His smile was grim, but even its micrometric amusement looked out of place on his rock-hard face.
“Tell them they can depend on that,” he finished very, very softly.
Book Two
Chapter Fourteen
Assistant Servant of Thunders Brashieel of the Nest of Aku’Ultan folded all four legs under him on his duty pad as he bent his long-snouted head, considering his panel, and slid both hands into the control gloves. Eight fingers and four thumbs twitched, activating each test circuit in turn, and he noted the results cheerfully. He had not had a major malfunction in three twelves of twelve watches.
Equipment tests completed, he checked Vindicator’s position. It was purely automatic, for there could be no change. Once a vessel entered hyper space it remained there, impotent but inviolate, until it reached the pre-selected coordinates and emerged into normal space once more.
Brashieel did not understand those mysteries particularly well, for he was no lord—not even of thunders, much less of star-faring—but because Small Lord of Order Hantorg was a good lord, he had made certain Vindicator’s nestlings all knew whither they were bound. Another yellow sun, this one with nine planets. Once it had boasted ten, but that had been before the visit of Great Lord Vaskeel’s fleet untold high twelves of years before. Now it was time to return, and Vindicator and his brothers would sweep through it like the Breath of Tarhish, trampling the nest-killers under hooves of flame.
It was well.
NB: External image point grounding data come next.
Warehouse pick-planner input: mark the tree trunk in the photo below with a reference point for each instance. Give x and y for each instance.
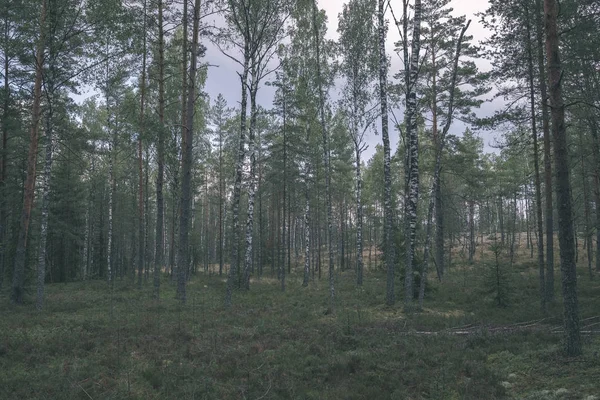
(359, 220)
(41, 271)
(3, 154)
(183, 259)
(388, 239)
(160, 157)
(141, 161)
(586, 209)
(29, 189)
(572, 340)
(412, 197)
(326, 157)
(237, 187)
(252, 178)
(549, 209)
(537, 180)
(435, 195)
The Protectors of the Nest would feed their foes to Tarhish’s Fire, and the Nest would be safe forever.
“Outer perimeter tracking confirms hyper wakes approaching from galactic east,” Sir Frederick Amesbury said.
Gerald Hatcher nodded without even looking up. His neural feed hummed with readiness reports, and his eyes were unfocused.
“Got an emergence locus and ETA, Frederick?”
“It’s bloody rough, but Plotting’s calling it fifty light-minutes and forty-five degrees above the ecliptic. Judging from the wake strength, the buggers should be arriving in about twelve hours. Tracking promises to firm that up in the next two hours.”